A maldade de Kael se baseia
na ideia de que atores de cinema precisam ser avaliados como atores de teatro: seus "recursos dramáticos" devem permitir que interpretem personagens muito diferentes e que façam o espectador se esquecer
de que há um ator diante dele,
levando-o a acreditar piamente
que se trata mesmo de alguém
com aquelas características.
Em cinema, porém, a mecânica da interpretação muitas
vezes se dá de outra maneira.
Bresson (1901-1999), por
exemplo, referia-se a atores como modelos; Hitchcock (1899-1980) não os chamava dessa
forma, mas os tratava assim.
Como ator, Clint pertence a
uma linhagem que Kael conhecia muito bem: a de figuras como Clark Gable e John Wayne,
que também foram criticados
por não terem os tais "recursos" e, filme após filme, darem a
impressão de fazerem o mesmo
papel, o deles mesmos.
Todo o "star system" -o "sistema das estrelas", que balizou
a indústria cinematográfica dos
EUA- se baseia no princípio do
reconhecimento imediato de
um ator pelo público, o que facilita a identificação e gera a
idolatria.
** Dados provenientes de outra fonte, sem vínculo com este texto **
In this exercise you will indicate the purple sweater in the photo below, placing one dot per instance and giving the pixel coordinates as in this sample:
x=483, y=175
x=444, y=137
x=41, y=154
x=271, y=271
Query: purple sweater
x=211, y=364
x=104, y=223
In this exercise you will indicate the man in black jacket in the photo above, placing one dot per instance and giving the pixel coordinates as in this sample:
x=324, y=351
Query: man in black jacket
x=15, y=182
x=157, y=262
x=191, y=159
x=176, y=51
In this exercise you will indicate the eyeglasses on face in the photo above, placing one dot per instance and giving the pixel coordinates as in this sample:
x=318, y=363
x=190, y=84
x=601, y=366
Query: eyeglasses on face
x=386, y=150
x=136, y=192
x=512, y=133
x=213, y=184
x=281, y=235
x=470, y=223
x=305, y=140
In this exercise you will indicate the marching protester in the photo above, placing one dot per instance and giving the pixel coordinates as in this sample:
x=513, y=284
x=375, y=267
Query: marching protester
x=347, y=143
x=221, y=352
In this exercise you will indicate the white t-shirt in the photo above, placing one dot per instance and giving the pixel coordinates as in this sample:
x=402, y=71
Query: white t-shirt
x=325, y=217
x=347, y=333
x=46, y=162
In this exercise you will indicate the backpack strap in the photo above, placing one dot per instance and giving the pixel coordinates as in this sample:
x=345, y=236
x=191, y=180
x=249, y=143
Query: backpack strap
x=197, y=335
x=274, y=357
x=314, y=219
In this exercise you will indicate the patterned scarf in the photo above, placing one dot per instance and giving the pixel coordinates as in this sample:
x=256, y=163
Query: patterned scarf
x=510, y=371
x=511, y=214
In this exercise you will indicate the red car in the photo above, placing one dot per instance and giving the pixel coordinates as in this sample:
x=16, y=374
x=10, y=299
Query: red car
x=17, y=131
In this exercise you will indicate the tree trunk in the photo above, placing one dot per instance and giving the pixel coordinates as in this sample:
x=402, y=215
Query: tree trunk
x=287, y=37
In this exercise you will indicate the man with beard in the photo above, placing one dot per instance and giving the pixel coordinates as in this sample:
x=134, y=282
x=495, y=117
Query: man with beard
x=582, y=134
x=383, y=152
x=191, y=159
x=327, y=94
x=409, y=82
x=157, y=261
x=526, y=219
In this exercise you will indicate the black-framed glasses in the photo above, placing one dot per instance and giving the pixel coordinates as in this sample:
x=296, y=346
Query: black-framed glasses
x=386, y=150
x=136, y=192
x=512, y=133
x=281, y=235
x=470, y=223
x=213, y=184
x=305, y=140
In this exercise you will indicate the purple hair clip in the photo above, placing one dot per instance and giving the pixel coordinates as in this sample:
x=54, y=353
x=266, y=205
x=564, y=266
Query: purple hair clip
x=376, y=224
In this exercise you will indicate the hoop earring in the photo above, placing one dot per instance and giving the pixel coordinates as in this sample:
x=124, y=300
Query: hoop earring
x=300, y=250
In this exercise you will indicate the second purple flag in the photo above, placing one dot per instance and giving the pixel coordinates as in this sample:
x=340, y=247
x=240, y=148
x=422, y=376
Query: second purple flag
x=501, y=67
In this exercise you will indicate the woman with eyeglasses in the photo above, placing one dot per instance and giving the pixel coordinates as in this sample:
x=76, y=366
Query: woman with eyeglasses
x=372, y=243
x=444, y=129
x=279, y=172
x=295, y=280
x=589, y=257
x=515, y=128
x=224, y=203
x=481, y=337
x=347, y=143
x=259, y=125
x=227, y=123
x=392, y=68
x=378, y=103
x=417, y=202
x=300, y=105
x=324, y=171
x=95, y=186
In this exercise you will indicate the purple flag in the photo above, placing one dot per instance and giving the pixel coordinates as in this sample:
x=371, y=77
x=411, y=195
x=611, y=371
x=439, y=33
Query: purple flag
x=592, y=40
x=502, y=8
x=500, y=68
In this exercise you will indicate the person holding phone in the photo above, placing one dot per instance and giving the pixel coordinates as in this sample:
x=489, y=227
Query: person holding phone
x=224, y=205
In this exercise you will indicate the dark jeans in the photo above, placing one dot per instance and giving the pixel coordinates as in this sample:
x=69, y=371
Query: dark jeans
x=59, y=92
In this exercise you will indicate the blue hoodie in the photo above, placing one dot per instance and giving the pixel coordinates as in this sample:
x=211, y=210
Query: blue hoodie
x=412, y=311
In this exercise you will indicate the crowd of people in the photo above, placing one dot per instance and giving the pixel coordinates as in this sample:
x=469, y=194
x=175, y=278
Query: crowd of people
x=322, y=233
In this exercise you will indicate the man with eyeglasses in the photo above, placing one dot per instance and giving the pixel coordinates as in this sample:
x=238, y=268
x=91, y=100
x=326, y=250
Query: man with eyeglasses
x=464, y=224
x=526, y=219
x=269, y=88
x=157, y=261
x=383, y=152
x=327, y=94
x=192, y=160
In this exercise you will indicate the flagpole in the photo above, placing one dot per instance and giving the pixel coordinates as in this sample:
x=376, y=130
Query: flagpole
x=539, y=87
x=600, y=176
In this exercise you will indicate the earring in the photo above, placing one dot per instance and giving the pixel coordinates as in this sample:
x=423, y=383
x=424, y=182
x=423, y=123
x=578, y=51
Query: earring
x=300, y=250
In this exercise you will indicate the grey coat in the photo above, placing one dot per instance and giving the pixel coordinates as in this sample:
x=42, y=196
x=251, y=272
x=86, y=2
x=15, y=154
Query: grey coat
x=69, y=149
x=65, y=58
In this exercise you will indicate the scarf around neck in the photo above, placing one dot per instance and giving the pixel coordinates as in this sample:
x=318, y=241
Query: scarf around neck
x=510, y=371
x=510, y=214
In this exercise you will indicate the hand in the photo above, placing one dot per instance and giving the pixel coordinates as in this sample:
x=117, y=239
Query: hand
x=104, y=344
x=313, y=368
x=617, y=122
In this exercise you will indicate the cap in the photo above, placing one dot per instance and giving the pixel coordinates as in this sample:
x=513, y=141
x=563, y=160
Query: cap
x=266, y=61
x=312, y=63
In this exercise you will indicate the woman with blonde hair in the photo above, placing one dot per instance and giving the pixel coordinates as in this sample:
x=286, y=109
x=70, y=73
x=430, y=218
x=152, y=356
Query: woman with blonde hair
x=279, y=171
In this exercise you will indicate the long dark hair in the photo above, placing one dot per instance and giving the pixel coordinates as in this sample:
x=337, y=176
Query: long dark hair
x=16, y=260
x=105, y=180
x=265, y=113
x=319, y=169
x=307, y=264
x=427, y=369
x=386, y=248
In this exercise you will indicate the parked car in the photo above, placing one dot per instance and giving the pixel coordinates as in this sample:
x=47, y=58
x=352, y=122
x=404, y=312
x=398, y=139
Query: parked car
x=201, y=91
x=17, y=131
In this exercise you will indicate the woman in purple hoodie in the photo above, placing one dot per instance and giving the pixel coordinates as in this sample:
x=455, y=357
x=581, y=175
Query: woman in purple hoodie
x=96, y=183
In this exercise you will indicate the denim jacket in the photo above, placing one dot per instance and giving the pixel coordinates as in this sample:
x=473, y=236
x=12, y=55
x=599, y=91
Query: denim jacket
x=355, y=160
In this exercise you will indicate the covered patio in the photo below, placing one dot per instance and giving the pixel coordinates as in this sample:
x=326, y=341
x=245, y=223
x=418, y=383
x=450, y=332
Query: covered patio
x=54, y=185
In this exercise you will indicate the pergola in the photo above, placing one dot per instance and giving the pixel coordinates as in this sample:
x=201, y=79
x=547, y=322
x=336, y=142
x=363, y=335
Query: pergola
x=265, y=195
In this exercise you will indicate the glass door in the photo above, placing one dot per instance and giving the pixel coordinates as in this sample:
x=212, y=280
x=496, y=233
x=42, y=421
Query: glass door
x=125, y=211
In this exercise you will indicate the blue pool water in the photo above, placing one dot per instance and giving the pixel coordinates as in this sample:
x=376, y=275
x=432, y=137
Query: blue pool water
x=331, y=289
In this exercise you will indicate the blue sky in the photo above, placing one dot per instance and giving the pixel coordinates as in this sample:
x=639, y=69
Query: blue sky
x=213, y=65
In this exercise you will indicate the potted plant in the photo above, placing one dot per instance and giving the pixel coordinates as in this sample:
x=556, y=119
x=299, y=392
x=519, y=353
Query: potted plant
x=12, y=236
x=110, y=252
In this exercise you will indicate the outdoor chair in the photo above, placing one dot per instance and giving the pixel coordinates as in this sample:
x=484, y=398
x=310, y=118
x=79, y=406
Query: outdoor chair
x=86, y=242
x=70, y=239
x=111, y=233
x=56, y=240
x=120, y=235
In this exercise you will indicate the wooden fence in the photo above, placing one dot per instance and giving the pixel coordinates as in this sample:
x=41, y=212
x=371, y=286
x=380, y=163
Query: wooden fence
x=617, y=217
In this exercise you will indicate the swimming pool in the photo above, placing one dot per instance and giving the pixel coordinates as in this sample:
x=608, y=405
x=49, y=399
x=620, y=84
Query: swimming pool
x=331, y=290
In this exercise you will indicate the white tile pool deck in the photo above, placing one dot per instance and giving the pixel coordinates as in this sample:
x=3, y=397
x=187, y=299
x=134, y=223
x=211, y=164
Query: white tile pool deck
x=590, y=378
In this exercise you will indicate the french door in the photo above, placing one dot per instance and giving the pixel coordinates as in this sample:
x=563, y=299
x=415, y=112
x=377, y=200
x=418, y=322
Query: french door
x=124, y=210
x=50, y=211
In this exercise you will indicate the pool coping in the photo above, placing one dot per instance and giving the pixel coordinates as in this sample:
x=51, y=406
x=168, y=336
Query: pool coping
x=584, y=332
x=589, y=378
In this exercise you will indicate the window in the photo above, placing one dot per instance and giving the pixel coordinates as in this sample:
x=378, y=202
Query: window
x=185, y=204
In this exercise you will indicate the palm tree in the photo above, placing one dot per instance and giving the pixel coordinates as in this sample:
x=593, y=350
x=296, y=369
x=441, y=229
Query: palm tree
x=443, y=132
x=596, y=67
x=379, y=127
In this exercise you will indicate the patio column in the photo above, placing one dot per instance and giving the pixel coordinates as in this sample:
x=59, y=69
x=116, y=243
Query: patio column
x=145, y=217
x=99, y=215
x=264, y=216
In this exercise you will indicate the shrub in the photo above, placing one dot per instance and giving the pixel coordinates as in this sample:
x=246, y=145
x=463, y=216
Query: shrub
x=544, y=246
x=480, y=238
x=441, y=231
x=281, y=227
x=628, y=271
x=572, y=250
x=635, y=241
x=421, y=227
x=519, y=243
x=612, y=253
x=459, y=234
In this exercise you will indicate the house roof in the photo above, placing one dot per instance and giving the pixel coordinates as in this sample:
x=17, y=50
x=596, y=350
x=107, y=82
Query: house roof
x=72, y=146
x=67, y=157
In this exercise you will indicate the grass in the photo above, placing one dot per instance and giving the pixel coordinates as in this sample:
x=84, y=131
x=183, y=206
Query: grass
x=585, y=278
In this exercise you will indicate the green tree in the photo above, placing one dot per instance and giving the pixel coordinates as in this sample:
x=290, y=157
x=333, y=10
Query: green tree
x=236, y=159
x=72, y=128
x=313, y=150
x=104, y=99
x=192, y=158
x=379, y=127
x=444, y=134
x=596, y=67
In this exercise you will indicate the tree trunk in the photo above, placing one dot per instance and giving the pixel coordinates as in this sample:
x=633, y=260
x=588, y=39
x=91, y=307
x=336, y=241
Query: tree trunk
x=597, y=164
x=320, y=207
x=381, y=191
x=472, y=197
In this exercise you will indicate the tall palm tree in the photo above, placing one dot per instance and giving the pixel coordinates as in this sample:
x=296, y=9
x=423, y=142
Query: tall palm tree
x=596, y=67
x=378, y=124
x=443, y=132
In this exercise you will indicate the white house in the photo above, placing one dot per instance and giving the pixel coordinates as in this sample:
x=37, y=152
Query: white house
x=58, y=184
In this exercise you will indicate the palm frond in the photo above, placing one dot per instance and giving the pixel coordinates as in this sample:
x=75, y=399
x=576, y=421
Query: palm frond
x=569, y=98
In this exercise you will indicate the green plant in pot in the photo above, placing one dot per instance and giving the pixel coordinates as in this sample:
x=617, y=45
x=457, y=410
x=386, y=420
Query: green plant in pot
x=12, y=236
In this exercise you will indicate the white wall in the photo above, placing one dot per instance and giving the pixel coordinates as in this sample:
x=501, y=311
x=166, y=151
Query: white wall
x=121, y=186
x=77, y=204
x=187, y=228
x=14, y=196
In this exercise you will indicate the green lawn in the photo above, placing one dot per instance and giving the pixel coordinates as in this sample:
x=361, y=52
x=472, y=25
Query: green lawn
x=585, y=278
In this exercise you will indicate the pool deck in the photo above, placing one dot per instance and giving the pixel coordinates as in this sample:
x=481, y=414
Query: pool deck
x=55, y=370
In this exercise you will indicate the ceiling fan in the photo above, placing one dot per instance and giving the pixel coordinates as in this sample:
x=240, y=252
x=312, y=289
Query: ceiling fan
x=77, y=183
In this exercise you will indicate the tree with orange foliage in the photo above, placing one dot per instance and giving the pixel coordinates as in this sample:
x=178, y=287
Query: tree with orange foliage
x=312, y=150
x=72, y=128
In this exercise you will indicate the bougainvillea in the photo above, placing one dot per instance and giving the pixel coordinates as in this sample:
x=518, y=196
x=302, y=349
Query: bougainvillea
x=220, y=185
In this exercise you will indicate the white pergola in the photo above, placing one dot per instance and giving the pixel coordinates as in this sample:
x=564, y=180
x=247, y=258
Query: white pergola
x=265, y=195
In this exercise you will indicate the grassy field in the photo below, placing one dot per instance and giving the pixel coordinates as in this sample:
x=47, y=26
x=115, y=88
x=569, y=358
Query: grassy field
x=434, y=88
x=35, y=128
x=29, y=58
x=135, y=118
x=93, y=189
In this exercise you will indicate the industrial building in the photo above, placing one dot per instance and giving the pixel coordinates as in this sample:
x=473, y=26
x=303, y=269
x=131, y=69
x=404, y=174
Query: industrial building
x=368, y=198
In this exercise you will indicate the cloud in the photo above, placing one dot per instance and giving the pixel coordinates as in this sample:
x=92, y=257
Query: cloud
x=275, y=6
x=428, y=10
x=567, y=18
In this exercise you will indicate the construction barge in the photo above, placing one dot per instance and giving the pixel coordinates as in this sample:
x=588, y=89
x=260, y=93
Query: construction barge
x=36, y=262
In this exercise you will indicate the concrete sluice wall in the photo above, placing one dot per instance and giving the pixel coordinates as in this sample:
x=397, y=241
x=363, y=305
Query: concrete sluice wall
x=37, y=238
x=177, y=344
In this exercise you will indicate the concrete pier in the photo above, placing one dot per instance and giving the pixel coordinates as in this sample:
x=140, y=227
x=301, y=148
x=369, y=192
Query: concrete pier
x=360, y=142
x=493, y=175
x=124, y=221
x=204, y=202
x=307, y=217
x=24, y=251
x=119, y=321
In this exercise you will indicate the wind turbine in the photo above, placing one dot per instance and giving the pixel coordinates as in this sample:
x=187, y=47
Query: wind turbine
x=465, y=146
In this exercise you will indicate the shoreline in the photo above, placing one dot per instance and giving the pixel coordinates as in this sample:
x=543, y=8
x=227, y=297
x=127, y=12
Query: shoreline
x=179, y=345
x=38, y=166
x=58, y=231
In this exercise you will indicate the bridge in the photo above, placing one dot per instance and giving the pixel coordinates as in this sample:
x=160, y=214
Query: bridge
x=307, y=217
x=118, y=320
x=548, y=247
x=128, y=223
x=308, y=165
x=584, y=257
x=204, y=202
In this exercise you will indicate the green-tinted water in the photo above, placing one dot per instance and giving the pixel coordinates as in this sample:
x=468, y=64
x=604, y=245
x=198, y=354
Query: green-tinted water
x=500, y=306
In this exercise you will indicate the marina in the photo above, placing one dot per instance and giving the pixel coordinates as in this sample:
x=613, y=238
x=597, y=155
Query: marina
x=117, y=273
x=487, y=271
Ninguém na Warner
dos anos 70 e 80, por exemplo,
seria maluco de reclamar de
Clint. Foi por encarnar sempre
homens autossuficientes, às
vezes mensageiros da justiça
divina, em geral como caubói
ou policial, que ele se manteve
na lista dos "dez mais" rentáveis durante cerca de 20 anos.
Nesse período, foi diversas
vezes o primeiro do ranking e
se notabilizou como o maior fenômeno de vendas na primeira
era do videocassete nos EUA.
Se fosse o "ator" que Kael desejava, talvez estragasse tudo.